Curable initiates the International PSC Genome Project
Curable, a nonprofit research accelerator that applies engineering approaches to medicine to develop solutions for rare diseases, has announced the initiation of the International PSC Genome Project, which includes the Regeneron Genetics Center (RGC, a wholly-owned subsidiary of Regeneron Pharmaceuticals) and the Mayo Clinic with the goal of conducting the largest sequencing project for primary sclerosing cholangitis (PSC) to date.
PSC is an autoimmune disease of the bile ducts that leads to liver failure. There are about 50,000 patients with PSC in the U.S. today. No one knows what causes this disease, and there are currently no effective medical therapies.
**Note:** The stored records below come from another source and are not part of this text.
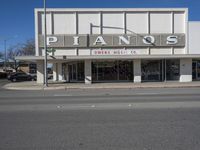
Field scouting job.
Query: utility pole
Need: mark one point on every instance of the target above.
(45, 48)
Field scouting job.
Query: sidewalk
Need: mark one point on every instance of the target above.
(32, 85)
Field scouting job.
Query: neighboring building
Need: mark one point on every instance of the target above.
(27, 67)
(114, 45)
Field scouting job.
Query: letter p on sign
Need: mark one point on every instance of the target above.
(51, 39)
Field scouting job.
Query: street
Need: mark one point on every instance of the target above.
(120, 119)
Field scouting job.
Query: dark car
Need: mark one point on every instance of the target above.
(20, 76)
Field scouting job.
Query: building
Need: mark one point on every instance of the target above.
(118, 45)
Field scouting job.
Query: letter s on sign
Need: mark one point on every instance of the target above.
(172, 40)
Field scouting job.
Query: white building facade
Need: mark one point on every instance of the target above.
(118, 45)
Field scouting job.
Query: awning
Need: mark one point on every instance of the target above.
(70, 58)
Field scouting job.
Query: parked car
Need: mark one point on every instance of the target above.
(20, 76)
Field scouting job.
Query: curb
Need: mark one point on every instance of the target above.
(97, 87)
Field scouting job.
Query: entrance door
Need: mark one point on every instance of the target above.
(72, 72)
(152, 70)
(196, 70)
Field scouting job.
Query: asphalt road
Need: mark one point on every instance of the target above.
(126, 119)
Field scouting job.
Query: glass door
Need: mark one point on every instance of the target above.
(196, 70)
(151, 70)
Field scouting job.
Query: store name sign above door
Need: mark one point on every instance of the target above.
(94, 41)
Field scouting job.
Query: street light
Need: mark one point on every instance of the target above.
(45, 48)
(5, 50)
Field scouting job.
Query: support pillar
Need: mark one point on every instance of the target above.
(40, 72)
(186, 70)
(137, 70)
(55, 70)
(66, 72)
(60, 73)
(88, 71)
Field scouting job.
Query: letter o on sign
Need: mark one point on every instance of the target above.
(148, 39)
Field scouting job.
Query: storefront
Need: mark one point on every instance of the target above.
(118, 45)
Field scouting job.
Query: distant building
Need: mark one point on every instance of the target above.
(118, 45)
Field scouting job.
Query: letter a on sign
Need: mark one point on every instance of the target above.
(99, 40)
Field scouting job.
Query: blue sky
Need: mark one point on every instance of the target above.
(17, 16)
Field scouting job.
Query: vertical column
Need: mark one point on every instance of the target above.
(67, 73)
(88, 71)
(59, 68)
(55, 72)
(186, 70)
(137, 70)
(40, 71)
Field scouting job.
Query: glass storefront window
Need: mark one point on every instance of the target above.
(112, 71)
(196, 69)
(152, 70)
(172, 69)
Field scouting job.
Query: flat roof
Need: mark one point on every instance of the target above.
(110, 9)
(67, 58)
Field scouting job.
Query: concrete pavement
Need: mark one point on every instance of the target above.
(32, 85)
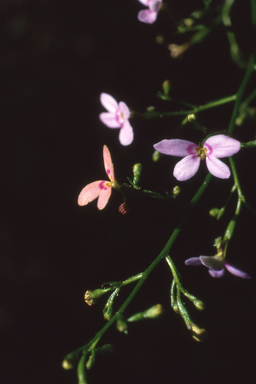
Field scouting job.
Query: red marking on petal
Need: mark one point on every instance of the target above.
(104, 185)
During this project, the RGC will sequence 5,000 or more PSC patients, as well as samples from healthy volunteers to help identify the genetic underpinnings of PSC. Mayo Clinic is contributing over 3,000 DNA samples from appropriately consented volunteers, including over 1,200 samples from PSC patients. Curable is establishing a coalition of nonprofit institutions to participate in this project and the RGC is bringing its sequencing and analytical capabilities to the table.
“We are excited to be working with Regeneron on this important global project,” said Curable Chief Executive Officer Lisa Boyette, M.D., Ph.D. “At Curable, we firmly believe that it is this type of large-scale collaborative effort that will dramatically accelerate the R&D process. That progress will enable us to deliver the new therapeutics and early diagnostic in phase II clinical trials that we have promised our customers, who are PSC patients, in five years.”
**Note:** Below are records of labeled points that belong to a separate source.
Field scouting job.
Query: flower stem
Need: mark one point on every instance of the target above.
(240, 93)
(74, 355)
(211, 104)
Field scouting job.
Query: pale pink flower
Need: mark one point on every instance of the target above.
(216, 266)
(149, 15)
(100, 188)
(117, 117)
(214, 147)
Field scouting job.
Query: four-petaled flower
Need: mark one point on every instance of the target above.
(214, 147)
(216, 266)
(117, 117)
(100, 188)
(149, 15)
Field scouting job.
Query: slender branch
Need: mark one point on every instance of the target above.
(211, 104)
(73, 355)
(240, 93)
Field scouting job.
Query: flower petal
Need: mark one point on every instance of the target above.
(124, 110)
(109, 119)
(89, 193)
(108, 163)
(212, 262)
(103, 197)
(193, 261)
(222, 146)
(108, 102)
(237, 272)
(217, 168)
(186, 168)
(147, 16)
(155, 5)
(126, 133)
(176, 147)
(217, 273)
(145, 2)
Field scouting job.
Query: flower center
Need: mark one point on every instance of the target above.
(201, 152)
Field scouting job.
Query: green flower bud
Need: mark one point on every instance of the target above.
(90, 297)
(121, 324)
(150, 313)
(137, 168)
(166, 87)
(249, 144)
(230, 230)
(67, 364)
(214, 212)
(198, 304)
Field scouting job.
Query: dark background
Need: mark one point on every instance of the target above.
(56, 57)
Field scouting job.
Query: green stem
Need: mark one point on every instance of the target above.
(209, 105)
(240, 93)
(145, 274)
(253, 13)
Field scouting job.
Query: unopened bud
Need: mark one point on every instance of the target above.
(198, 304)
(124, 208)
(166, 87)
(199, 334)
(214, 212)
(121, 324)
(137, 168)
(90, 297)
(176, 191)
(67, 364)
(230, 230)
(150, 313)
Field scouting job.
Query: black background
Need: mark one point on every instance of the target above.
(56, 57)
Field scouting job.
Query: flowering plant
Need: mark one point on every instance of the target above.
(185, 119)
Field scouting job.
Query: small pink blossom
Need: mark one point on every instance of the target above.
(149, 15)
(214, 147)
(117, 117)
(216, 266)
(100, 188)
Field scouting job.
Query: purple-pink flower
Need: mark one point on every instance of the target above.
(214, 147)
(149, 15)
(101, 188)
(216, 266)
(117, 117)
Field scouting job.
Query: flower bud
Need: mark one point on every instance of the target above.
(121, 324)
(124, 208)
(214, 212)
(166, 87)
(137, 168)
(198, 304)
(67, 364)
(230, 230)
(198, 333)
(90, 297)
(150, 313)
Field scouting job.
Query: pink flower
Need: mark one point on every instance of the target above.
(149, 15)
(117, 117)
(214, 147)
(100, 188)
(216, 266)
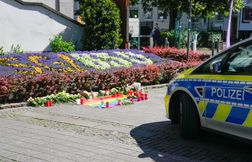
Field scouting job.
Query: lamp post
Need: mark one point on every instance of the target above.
(189, 28)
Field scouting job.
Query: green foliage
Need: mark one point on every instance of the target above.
(1, 51)
(58, 45)
(102, 19)
(16, 49)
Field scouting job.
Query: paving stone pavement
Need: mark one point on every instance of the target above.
(138, 132)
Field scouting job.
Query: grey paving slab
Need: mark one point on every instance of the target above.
(138, 132)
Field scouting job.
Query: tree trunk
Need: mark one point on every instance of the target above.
(173, 16)
(229, 24)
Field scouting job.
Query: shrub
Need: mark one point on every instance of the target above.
(58, 45)
(102, 18)
(16, 49)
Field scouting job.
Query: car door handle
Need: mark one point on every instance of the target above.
(248, 89)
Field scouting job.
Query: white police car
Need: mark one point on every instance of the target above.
(215, 95)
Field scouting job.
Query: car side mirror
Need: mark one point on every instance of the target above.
(216, 66)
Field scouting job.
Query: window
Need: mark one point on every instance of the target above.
(240, 62)
(205, 68)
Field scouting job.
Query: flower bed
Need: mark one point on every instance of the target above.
(72, 62)
(76, 72)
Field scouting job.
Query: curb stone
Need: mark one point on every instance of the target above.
(156, 86)
(23, 104)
“Through sequencing and genetic analysis, we will be able to learn more about the genetic basis of PSC and hope to uncover actionable findings for drug discovery and genomic medicine,” said Aris Baras, M.D., vice president and co-head of the RGC. “Regeneron’s goal is to advance the development of new and improved medicines for people in need, and working with dedicated organizations like Curable and the Mayo Clinic helps us further this collective mission.”
All of the coalition collaborators and the RGC will be able to analyze the genetic data and publish their findings.
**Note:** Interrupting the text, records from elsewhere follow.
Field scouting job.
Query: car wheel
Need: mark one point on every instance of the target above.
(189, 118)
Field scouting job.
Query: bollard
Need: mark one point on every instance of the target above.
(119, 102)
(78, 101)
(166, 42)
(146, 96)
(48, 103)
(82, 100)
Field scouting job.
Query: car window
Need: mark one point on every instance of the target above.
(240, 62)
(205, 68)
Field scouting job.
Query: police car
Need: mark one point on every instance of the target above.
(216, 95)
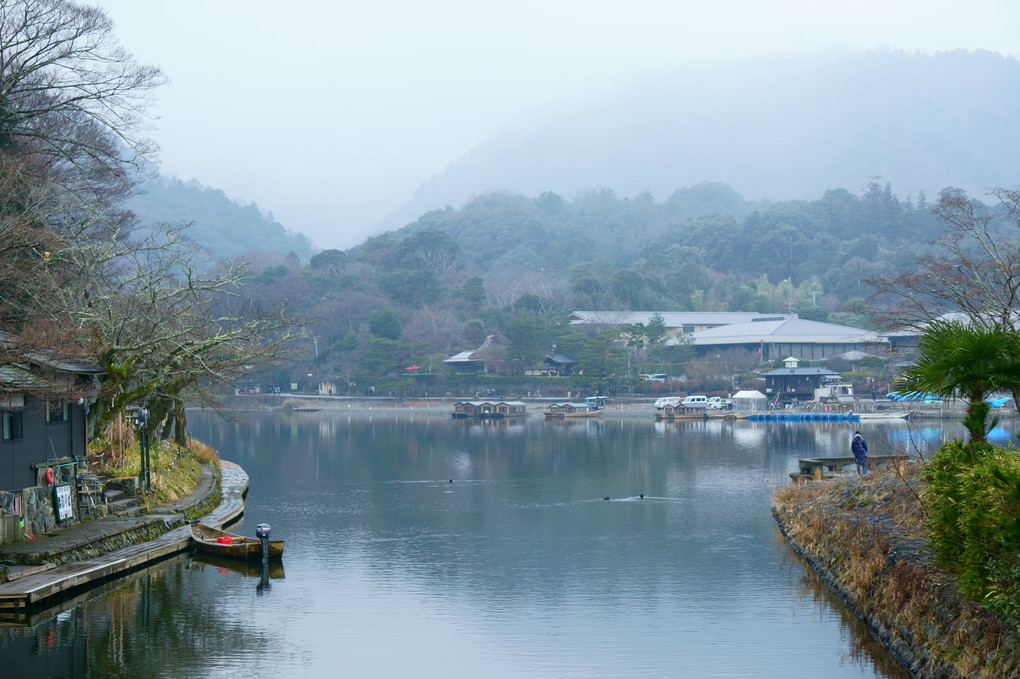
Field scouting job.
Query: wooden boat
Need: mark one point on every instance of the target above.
(885, 416)
(570, 411)
(213, 540)
(680, 412)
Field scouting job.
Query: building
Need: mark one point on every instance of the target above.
(489, 409)
(487, 358)
(554, 365)
(43, 413)
(785, 384)
(677, 322)
(789, 335)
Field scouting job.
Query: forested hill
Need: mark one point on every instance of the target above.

“This focus on awareness, matchmaking, and effectively leveraging resources to achieve transformational solutions for underserved patients is what makes Curable unique,” said Dietrich Stephan, Ph.D., chairman of Curable’s board of directors.
“Curable’s approach—with its PSC coalition—is enabling us to pool samples and undertake a much larger study than any of the member institutions could conduct alone,” added Konstantinos Lazaridis, M.D., consultant in Gastroenterology and Hepatology and Professor of Medicine, Mayo Clinic. “I have been taking care of PSC patients for over 20 years, with no real advances to offer them apart from liver transplantation. I am so pleased that through this kind of data sharing and transparency, we will be able to maximize our efforts and provide PSC patients with tangible insights into the genetic basis of their disease.”
Curable is bringing together the best resources from academia, industry and the nonprofit sector to benefit PSC patients.